Joanna Jaśkowiak nie wystartuje w najbliższych wyborach parlamentarnych. Decyzja posłanki Koalicji Obywatelskiej jest spowodowana względami rodzinnymi, a także problemem z pogodzeniem pracy na dwa etaty.
O sprawie donosi „Gazeta Wyborcza”. W ubiegłym tygodniu odbyło się posiedzenie klubu parlamentarnego Koalicji Obywatelskiej, podczas którego przewodniczący Platformy, Donald Tusk, nakazał szefom regionów, by ci zaczęli układać listy do Sejmu i Senatu.
Obecnie w Sejmie zasiadają posłowie z Poznania: Joanna Jaśkowiak (bezpartyjna), Rafał Grupiński (PO), Waldy Dzikowski (PO), Adam Szłapka (Nowoczesna) i Franciszek Sterczewski (bezpartyjny).
Joanna Jaśkowiak rezygnuje
Wiadomo już jednak, że jedno miejsce na poznańskiej liście się zwolni.
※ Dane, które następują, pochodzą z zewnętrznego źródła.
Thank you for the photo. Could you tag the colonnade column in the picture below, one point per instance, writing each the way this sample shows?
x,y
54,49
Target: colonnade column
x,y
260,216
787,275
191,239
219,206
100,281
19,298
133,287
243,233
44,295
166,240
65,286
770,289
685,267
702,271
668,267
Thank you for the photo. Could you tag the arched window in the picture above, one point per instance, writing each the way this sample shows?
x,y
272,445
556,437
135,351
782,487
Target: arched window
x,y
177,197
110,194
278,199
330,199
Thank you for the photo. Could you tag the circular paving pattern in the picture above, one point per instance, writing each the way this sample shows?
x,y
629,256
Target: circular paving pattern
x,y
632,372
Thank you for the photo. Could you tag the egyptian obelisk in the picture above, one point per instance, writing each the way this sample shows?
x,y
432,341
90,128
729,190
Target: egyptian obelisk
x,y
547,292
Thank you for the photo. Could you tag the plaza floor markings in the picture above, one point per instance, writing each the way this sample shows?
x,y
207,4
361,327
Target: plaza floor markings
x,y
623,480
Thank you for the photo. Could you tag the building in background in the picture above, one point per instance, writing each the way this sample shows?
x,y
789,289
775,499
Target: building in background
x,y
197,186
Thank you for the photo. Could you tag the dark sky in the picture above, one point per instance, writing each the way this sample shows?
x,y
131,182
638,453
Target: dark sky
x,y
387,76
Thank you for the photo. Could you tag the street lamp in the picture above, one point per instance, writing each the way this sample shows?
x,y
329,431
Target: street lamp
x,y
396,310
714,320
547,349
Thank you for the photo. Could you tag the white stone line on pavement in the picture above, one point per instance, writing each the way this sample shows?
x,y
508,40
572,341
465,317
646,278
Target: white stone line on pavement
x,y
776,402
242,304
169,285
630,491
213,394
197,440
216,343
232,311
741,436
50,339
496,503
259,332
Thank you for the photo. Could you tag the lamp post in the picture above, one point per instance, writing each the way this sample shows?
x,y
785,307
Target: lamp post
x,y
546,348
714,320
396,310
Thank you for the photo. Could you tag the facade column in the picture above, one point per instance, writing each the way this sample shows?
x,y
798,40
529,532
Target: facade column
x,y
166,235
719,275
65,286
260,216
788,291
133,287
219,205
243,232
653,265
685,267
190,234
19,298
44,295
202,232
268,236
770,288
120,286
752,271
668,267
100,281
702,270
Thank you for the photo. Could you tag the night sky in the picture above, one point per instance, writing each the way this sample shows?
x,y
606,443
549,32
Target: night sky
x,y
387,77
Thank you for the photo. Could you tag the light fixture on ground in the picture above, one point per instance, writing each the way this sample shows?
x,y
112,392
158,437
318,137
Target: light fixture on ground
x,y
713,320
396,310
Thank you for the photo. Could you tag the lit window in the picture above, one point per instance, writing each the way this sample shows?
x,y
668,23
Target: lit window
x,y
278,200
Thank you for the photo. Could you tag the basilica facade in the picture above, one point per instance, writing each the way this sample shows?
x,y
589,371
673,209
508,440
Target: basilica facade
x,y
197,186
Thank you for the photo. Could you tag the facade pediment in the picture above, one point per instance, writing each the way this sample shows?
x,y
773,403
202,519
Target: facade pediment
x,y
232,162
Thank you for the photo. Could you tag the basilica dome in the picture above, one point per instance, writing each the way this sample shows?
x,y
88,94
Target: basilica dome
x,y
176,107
Z ubiegania się o mandat poselski zrezygnowała Joanna Jaśkowiak. O swojej decyzji miała poinformować już Dzikowskiego, który jest wiceprzewodniczącym klubu parlamentarnego PO.
– Po części jest to spowodowane względami rodzinnymi. Nie jestem też już w stanie dłużej pracować na dwa etaty. Ucierpiało na tym moje zdrowie. W końcu z czegoś trzeba by było zrezygnować. Nadszedł ten moment – wylicza powody decyzji posłanka.
– Potwierdzam, rozmawiałem z Joanną. Rozumiem jej rozterki. To jest jej wybór – mówi „Wyborczej”.
Jaśkowiak jest prawniczką, notariuszką. Od lat prowadzi własną kancelarię notarialną. Do Sejmu dostała się w 2019 roku – była wtedy liderką poznańskiej listy KO. Zdobyła wówczas ponad 67 tys. głosów.